Il contributo di questo Magazin è comunque un tentativo di sciorinare le curiosità studentesche, estemporanee; nuove perché riproducono l’insofferenza giovanile per l’autoritarismo troppo spesso saccente dell’accademia che riesce a soffocare o ad attutire l’anima critica del pensiero, della lingua e delle arti. L’articolo guida propone un titolo composto di due termini universitari (fra i tanti): “Dozierende” e “Bürgerinnensaal”; dovendo tradurre, siamo già nei pasticci: con Dozierende la lingua Gender tedesca ha scelto un plurale che vale per i due generi e con Bürgerinnensaal si fa prevalere il femminile per indicare un’aula, rendendo la pariglia vendicativa, utilizzando cioè il femminile (che è fatto valere anche per il maschile) come valido per ambedue i sessi, cosa che il maschile ha fatto valere per secoli. Se avessi detto “generi” sarei entrato in collisione con Gender. L’autrice dell’articolo, Lisa Kuner, è quasi impeccabile. Ci accompagna dentro lo stuolo agguerrito di specialisti della lingua Gender, con la documentazione cui lo studioso tedesco mai rinuncerebbe, cercando altresì di sposare una neutralità che, alla fine di un lavoro encomiabile, raggiunge l’obiettivo di convincerci che si tratta di un’impresa disperata. L’ipertrofia maschilista credo sia comunque universalmente chiara. A prevalere, sembrano oggi essere le ideologie del maschile, del femminile, la difesa delle omosessualità e i canotti di salvataggio, ovvero vascelli ong in cerca di naufraghi che non si sa se desiderino essere tratti in salvo o se siano preoccupati di essere finiti in balia tra Scilla e Cariddi. In realtà come tutti gli umani, sognano le pari opportunità, ma dall’esperienza amara del navigare in questi mari difficili, sanno che la realizzazione degli affetti radicati nella vitalità dei sessi deve sfuggire a un nemico mortale: quello che li cerca per sottoporli all’ottusità di libertà astratte, scolpite nell’ideologia che non ammette dubbi o deviazioni dai dogmi dei cosiddetti specialisti.

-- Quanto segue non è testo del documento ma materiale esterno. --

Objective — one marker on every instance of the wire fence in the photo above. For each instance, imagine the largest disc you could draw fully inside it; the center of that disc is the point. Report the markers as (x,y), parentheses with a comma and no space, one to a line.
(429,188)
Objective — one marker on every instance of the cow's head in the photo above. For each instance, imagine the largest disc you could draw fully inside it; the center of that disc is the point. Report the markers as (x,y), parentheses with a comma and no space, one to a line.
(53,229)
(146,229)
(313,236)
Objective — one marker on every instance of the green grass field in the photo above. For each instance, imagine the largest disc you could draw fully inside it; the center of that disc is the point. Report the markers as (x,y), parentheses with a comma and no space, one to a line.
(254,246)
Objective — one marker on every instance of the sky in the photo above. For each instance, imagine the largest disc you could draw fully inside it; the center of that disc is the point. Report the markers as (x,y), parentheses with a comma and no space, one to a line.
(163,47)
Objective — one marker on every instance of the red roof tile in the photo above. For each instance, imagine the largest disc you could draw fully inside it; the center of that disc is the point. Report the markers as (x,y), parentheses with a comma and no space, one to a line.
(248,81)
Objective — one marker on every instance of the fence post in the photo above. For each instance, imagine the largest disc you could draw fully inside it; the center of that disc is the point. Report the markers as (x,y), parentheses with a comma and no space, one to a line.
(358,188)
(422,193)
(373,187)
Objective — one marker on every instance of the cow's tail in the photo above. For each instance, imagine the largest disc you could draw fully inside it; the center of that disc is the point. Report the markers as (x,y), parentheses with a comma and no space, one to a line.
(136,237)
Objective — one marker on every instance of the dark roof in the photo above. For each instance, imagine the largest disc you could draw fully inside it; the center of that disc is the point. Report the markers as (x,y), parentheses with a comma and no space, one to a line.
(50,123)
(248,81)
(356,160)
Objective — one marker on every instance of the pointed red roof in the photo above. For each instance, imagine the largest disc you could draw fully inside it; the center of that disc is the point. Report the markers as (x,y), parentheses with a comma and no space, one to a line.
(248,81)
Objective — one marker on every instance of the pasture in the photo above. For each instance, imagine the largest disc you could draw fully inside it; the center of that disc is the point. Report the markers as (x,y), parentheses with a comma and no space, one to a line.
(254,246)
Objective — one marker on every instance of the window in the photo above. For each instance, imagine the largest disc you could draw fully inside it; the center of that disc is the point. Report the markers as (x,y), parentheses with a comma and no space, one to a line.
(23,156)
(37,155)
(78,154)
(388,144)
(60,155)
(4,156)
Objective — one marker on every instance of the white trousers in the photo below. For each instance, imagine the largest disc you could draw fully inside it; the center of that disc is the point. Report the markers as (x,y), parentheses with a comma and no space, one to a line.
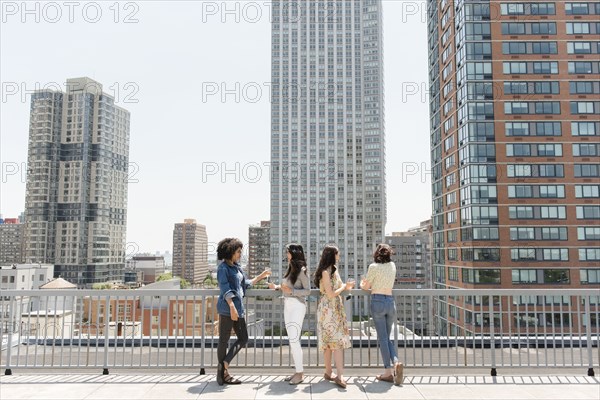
(293,313)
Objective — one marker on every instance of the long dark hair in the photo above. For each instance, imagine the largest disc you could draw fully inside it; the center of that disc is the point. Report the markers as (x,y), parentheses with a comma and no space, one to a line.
(296,263)
(327,260)
(383,253)
(227,248)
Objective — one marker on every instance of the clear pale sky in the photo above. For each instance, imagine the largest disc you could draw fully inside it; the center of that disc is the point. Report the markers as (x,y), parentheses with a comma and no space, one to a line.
(168,63)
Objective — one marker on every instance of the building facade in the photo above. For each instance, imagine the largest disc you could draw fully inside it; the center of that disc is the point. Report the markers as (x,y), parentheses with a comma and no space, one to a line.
(21,277)
(327,131)
(514,147)
(150,267)
(259,248)
(76,195)
(190,251)
(11,241)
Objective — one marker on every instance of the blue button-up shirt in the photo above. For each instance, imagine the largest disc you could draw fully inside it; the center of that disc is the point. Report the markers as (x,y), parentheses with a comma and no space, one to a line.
(233,284)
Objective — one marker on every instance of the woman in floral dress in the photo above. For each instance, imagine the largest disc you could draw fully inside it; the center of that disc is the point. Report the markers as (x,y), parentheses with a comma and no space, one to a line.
(332,324)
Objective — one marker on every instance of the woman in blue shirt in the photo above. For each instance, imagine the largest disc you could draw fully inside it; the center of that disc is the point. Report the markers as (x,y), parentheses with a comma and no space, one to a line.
(233,284)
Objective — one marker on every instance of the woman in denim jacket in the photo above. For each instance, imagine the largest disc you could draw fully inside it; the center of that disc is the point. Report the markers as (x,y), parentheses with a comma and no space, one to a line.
(233,284)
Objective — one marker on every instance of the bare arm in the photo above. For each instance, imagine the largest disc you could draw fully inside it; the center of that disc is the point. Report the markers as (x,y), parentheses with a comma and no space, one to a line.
(326,280)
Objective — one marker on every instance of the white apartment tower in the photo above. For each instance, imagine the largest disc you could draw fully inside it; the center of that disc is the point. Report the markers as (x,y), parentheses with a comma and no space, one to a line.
(327,130)
(76,199)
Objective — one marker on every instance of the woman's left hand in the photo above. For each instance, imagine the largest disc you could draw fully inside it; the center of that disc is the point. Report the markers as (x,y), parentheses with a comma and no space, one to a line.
(286,289)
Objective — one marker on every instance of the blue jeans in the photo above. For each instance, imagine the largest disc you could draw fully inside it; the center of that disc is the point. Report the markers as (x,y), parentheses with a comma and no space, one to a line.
(383,310)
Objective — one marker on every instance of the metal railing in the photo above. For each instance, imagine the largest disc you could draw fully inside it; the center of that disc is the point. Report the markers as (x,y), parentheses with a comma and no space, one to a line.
(108,329)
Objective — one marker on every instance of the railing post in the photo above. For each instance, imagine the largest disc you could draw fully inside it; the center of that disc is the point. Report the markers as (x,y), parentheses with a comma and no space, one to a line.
(107,316)
(588,334)
(492,333)
(10,325)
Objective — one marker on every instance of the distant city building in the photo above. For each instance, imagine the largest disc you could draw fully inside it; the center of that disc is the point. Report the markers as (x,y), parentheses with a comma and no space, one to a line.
(76,196)
(190,251)
(148,315)
(11,241)
(150,267)
(413,271)
(21,277)
(258,248)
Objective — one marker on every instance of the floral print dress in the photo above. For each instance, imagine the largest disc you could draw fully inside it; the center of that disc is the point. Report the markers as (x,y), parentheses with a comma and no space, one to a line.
(332,326)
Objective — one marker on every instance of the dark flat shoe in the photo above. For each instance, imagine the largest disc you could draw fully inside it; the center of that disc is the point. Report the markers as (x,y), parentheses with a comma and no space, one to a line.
(340,382)
(385,378)
(220,374)
(230,380)
(399,369)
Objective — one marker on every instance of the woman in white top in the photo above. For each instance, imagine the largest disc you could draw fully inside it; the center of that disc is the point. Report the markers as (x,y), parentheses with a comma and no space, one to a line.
(295,287)
(380,281)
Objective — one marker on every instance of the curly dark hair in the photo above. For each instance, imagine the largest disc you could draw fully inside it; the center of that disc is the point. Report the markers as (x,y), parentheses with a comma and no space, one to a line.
(383,253)
(327,260)
(296,263)
(227,248)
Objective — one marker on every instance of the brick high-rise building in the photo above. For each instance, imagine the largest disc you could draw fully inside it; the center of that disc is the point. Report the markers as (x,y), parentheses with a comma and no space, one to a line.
(11,241)
(515,104)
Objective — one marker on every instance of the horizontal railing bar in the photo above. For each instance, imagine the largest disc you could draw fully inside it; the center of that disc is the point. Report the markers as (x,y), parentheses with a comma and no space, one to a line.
(271,293)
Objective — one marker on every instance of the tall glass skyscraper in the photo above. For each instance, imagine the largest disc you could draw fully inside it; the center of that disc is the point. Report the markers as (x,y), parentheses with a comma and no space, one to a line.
(514,138)
(327,130)
(76,196)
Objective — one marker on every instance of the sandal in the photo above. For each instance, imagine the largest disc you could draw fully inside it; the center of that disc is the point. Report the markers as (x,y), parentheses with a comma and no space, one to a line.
(399,369)
(389,378)
(297,379)
(230,380)
(340,382)
(220,374)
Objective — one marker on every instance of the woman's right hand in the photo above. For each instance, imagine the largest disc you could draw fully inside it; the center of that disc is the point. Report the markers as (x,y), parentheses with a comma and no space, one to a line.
(234,314)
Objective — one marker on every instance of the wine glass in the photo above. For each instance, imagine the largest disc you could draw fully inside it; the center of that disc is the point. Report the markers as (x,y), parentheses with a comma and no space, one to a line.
(350,280)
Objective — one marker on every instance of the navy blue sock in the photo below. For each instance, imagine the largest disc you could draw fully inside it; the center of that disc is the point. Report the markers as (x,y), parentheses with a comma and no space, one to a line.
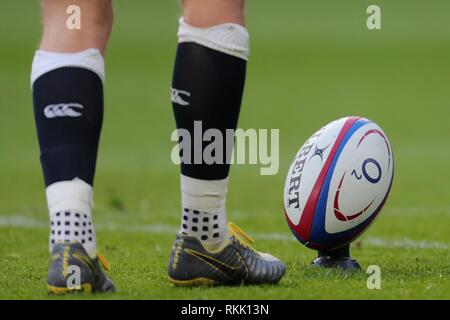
(207,86)
(68,109)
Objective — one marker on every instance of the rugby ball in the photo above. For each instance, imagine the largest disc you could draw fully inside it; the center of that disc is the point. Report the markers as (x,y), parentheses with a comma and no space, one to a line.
(338,183)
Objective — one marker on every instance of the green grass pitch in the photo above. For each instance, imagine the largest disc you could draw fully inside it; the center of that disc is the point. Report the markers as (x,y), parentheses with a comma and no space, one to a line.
(311,62)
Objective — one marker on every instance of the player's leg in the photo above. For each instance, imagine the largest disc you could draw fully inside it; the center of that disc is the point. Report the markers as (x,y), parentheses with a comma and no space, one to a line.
(67,83)
(208,83)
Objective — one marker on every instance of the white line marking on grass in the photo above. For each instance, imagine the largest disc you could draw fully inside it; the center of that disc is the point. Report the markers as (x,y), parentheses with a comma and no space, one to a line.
(19,221)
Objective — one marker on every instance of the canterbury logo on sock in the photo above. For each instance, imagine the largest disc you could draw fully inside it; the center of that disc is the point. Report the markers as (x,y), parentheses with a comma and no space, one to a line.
(63,110)
(177,98)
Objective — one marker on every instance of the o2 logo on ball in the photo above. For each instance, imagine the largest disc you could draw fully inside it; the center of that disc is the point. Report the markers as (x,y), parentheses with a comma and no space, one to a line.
(343,184)
(370,171)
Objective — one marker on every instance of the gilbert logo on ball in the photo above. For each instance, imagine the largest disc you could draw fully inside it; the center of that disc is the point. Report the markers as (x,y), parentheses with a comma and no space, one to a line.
(338,183)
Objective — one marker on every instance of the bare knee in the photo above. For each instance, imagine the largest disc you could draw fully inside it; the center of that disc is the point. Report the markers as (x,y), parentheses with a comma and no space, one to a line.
(206,13)
(93,30)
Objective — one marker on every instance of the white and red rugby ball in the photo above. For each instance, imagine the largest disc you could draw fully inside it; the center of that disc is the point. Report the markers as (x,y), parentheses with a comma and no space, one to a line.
(338,183)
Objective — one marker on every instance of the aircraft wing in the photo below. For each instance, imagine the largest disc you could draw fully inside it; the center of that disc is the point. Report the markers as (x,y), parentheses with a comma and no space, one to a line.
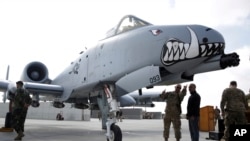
(145,99)
(33,88)
(44,89)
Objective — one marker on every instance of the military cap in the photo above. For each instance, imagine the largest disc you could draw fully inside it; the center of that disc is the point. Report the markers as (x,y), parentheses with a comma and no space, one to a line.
(19,82)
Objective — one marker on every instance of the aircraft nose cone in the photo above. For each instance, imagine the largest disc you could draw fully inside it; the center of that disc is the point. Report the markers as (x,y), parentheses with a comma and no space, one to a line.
(35,75)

Il Magazin offre spericolati esempi linguistici, di sostantivi ed espressioni verbali per denominare nuovamente e indicare l’uso di spazi e luoghi che esprimono l’uso sessista della lingua nella cultura. Esempio provocatorio e insieme faceto è la proposta di tornare indietro eliminando le toilette distinte per sesso, ovviamente perché la distinzione è contro il nuovo dogma della neutralità. Ovviamente, l’esempio non risolve i gravi interrogativi che la lingua gender intende evidenziare e affrontare. Il tema del rapporto tra lingua e gender ha, invero, agganci di alto significato antropologico e culturale, poiché la lingua è lo specchio delle visioni del mondo dei popoli, delle vette, della quotidianità come pure degli abissi del male di cui popoli e nazioni sono forgiatori nella loro storia. Mannheim, Karlsruhe, Humbolt Uni Berlin, Frankfurt Uni, secondo l’articolista, esprimono in modo impegnato, alle volte anche aggressivo, il mondo universitario, in cui docenti, ricercatori e studenti (Studierende) sono coinvolti in modo diverso.

Per accalorato che sia il dibattito su lingua gender, è indispensabile chiedersi fin dove tale interrogativo sia legato a doppio filo alla visione del mondo europeo occidentale; quest’ultimo dovrà tuttavia, quanto prima confrontarsi con le anime culturali orientali e totemiche. E. Durkheim, R. Benedict e H. Levy-Strauss hanno aperto la strada all’osservazione e alla comparazione delle radici antropologiche delle grandi culture. E’ bene che riprendiamo questo percorso nel momento in cui i grandi popoli e le culture del pianeta cercano il confronto reciproco, a partire dai diversi significati che esse danno allo sviluppo, al presente e al futuro, poiché senza comprensione non si costruisce la convivenza tra gli umani.